Part 4, chapter 7, Barbara says she knew that divorce from Zeppo would mean having to move out of their house and nowhere to go, except back to the house she had bought for her parents in Palm Springs.  Then, in a generous move that made Barbara feel that Sinatra indeed wanted her and loved her, Frank bought the house that another Marx' brother's ex wife was selling.  He bought it, put her name on the deed and presented the deed to her.  Now that's being taken care of! (I know some of you reading this are saying "Where do I sign up?")

She held Sinatra at arm's length still, however simply romantic he was.  When she married Frank years later, on the day of the wedding, she was presented a prenup that he had not mentioned, by his attorneys, and she signed it.  Barbara had more of a "what the hell attitude" about this prenup, even though it had been sprung on her, and she airs no resentment, going on about how generous Frank Sinatra was, not just to her but to his friends as well as to strangers.
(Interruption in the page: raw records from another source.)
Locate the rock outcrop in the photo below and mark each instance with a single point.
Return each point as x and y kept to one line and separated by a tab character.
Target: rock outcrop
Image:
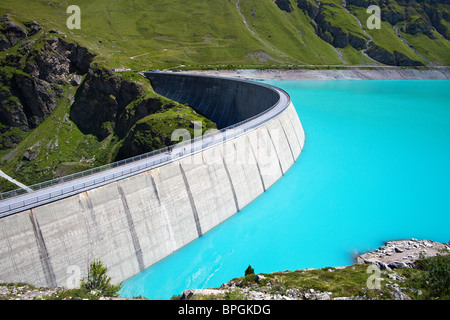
32	77
402	254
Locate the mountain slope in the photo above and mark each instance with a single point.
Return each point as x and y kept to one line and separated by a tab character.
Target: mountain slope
170	33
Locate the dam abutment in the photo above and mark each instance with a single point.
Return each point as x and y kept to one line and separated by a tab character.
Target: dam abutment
134	221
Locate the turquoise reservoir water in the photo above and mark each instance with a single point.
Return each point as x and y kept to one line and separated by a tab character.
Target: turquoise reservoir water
375	167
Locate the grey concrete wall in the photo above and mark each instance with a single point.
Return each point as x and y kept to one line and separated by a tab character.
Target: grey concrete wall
135	222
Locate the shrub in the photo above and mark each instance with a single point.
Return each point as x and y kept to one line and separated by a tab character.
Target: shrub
249	270
98	281
437	275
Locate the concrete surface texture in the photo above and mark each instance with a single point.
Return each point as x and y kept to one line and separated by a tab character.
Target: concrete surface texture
132	223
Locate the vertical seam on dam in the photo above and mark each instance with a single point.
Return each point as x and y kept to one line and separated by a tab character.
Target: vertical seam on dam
231	182
43	252
287	139
257	164
295	131
275	150
191	200
163	212
134	237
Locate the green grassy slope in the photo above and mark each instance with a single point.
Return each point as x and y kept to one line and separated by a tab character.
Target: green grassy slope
158	34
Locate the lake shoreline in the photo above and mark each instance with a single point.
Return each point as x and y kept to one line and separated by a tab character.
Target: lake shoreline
376	73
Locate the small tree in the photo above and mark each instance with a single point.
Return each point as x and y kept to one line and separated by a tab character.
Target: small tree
97	280
249	270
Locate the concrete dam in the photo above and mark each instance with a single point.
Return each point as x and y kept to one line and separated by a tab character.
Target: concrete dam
140	211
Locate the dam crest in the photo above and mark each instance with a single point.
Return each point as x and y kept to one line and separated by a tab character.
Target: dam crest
135	213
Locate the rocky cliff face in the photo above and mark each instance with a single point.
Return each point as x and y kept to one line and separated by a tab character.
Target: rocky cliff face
61	112
32	77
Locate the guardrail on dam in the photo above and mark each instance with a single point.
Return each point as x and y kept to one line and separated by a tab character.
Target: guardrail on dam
135	213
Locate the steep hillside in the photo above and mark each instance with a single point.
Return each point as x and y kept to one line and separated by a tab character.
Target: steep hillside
61	112
160	34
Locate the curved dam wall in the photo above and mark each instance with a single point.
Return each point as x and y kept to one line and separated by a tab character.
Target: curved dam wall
134	222
224	101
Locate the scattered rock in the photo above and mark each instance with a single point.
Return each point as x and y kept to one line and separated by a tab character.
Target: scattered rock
401	254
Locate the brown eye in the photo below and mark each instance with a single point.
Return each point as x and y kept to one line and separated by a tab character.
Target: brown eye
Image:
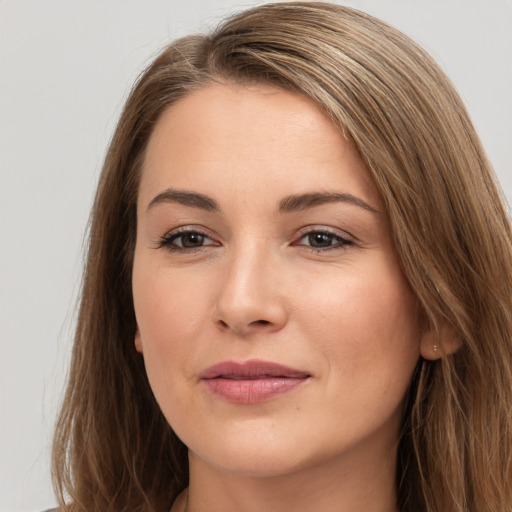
323	240
320	239
185	240
190	239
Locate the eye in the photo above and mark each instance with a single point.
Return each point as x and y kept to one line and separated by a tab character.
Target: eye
323	240
185	240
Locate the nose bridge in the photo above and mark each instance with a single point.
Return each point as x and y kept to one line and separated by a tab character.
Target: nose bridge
248	298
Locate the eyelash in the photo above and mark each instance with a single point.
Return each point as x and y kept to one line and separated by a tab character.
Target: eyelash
168	241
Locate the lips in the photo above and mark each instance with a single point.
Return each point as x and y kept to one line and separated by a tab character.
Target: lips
252	381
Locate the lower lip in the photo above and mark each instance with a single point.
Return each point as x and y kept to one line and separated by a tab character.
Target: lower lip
251	391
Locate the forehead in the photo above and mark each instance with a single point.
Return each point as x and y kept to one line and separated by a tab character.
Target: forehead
253	137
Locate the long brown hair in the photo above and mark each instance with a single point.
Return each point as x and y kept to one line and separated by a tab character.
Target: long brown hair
113	449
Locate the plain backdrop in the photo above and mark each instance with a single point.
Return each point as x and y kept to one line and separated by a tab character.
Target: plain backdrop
66	67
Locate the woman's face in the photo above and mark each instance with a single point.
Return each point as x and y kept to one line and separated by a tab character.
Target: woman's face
276	326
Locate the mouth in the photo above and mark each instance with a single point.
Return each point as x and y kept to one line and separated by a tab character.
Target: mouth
252	381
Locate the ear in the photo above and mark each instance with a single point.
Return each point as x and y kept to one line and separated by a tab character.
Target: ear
138	340
437	343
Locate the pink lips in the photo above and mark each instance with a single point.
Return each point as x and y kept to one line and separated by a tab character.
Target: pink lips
252	381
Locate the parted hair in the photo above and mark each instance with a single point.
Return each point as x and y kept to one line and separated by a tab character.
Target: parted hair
113	449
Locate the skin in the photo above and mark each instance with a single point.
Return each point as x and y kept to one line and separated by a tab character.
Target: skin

Another reason that Frank won over Zeppo was his attitude towards her son.  Zeppo had not been a good step father to him but now Frank was interested in him, giving him a hug.

Back in Palm Springs, the not yet divorced Barbara and Frank stepped into the public eye on the New Years Eve after Monaco.  Still, this wise woman knew she must have competition. In part 3 chapter 6 she tells the tale of Ava Gabor in Palm Springs, a four times divorced woman "in the Pamela Harriman mode" who had been dating Frank.  Another woman went to a therapist to talk about Frank, wanting to marry him and the therapist told her there were three other women he had as clients who also hoped or believed that Frank would marry them!  Times had changed since 1958 when Barbara had became Zeppo's mistress and then wife.  It was now 1972.  Lots of people were no longer interested in marriage as a way of life.  Frank had been divorced a few times as well.  He didn't need to marry anyone to get his needs met.
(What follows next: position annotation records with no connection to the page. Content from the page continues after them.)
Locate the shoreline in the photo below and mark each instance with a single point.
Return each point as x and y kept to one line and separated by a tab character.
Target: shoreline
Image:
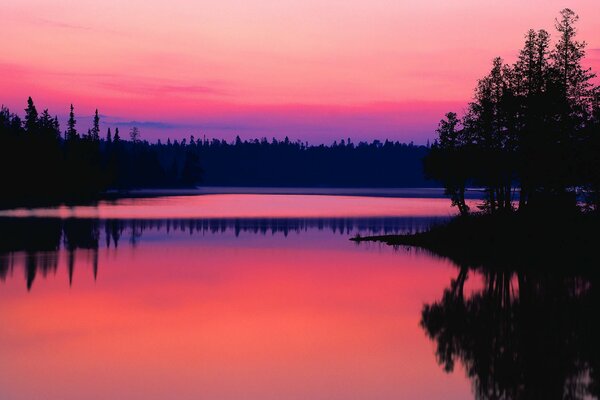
514	241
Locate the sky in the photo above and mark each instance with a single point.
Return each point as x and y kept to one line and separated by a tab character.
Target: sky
312	70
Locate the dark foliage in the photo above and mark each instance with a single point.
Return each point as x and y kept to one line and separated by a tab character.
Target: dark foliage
532	131
297	164
40	165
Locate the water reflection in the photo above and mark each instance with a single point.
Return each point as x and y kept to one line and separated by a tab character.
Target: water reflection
526	334
35	243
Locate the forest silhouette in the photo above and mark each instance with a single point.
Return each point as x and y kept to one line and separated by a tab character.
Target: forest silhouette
531	135
39	164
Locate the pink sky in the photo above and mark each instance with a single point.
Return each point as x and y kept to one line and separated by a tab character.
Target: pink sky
310	69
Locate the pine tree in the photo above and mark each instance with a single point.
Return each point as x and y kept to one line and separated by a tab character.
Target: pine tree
95	131
134	134
31	117
71	133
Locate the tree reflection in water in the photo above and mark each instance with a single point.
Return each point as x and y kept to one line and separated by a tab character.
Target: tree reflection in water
36	242
526	334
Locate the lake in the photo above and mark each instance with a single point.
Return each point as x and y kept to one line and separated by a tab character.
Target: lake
230	296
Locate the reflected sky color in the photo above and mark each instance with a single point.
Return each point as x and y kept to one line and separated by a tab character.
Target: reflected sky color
249	206
311	70
173	312
255	317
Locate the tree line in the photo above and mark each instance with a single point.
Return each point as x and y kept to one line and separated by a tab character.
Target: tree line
531	135
39	163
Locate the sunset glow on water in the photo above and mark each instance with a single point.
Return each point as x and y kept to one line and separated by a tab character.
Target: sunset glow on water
222	314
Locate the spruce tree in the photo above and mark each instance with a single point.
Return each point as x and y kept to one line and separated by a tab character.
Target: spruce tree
95	131
71	133
31	117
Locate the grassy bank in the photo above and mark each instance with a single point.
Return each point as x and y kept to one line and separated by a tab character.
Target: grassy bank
509	240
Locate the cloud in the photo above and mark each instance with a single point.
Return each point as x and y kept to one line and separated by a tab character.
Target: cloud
144	124
159	89
62	25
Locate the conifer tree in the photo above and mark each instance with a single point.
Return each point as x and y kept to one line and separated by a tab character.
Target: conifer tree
31	117
71	133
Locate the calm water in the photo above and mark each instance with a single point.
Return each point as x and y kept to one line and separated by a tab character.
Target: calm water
232	297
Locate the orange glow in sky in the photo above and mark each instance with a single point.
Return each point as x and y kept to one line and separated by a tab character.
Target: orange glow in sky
313	70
As a companion to a man who was world famous and in demand, Barbara waited, not pushing him to marry her until several years had passed.  She was extremely careful that it be his idea.  When he gave her gems to be set in to the settings she preferred she chose an engagement-like ring, but then she had the ring delivered to him so that he could give it to her.  At a dinner when he handed her the completed ring back, she still let him pick which finger he would put it on - whatever finger he wanted she said.  He slid it on the engagement finger. Only after that did she consider Frank's marriage proposal to be real.

Barbara had been raised Protestant and had been Jewish for Zeppo.  Now as a true companion to her man, she converted to Catholicism.  She also became an honorary Italian.
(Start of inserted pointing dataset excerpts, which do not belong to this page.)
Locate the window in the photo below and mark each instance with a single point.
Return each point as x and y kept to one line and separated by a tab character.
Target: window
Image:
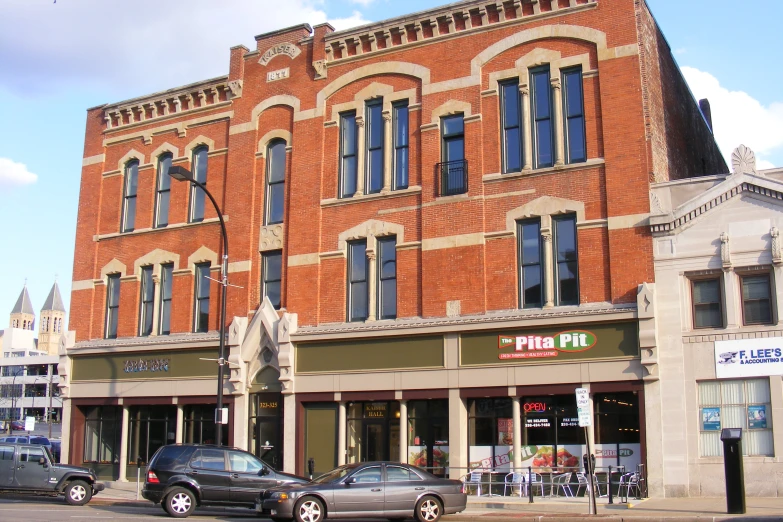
348	159
129	196
542	118
357	281
574	114
275	181
400	122
735	404
163	191
756	304
273	274
453	169
510	118
387	278
166	283
112	305
374	139
201	323
197	195
566	277
707	306
147	301
531	292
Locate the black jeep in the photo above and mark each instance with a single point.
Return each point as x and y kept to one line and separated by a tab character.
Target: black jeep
29	468
183	476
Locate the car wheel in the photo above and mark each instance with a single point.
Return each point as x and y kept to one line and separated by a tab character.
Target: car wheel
180	503
78	493
309	509
429	509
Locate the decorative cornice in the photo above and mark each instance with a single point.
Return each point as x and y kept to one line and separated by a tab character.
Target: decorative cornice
409	30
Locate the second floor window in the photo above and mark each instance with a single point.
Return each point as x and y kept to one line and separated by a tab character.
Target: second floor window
511	126
197	195
756	303
272	277
374	139
387	278
357	281
566	266
541	109
531	293
112	305
453	170
130	187
201	315
166	291
348	158
707	306
574	116
275	182
400	159
147	301
163	191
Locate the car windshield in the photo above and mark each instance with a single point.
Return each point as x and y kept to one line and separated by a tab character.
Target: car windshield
334	475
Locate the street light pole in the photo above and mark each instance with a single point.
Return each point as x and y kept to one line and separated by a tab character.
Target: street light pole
180	173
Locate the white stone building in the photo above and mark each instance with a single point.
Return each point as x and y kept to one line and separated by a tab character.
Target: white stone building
718	305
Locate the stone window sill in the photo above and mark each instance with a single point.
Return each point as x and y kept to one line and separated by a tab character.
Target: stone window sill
175	226
359	198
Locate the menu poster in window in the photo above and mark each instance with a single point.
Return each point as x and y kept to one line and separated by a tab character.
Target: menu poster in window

Barbara still avoided drunks - even if it was Frank who had that evening gone over his limits to become one.

She knew what she wanted.  She knew what she had.  She knew Frank was notoriously difficult and demanding and needed lots of people around most of the time.  Often other people depended on her to handle him smoothly. She knew how to amuse and calm him and lead the way.  She dealt with his moods, his depressions, his anger.  Her benefits as a mistress and then a wife included world travel, a life of leisure,  meeting and befriending some of the worlds wealthiest, most influential people, and being able to use their wealth to build an advocacy for molested and abused children through fundraising events.   Younger than Frank, Barbara continued on with philanthropic activities even as he aged enough to want to stay home, stay in bed, be alone, and continued on after his death.

So many people who are in dead marriages remain faithful in them until they meet someone who makes them feel happiness again.  Affairs are sometimes used to spring the trap.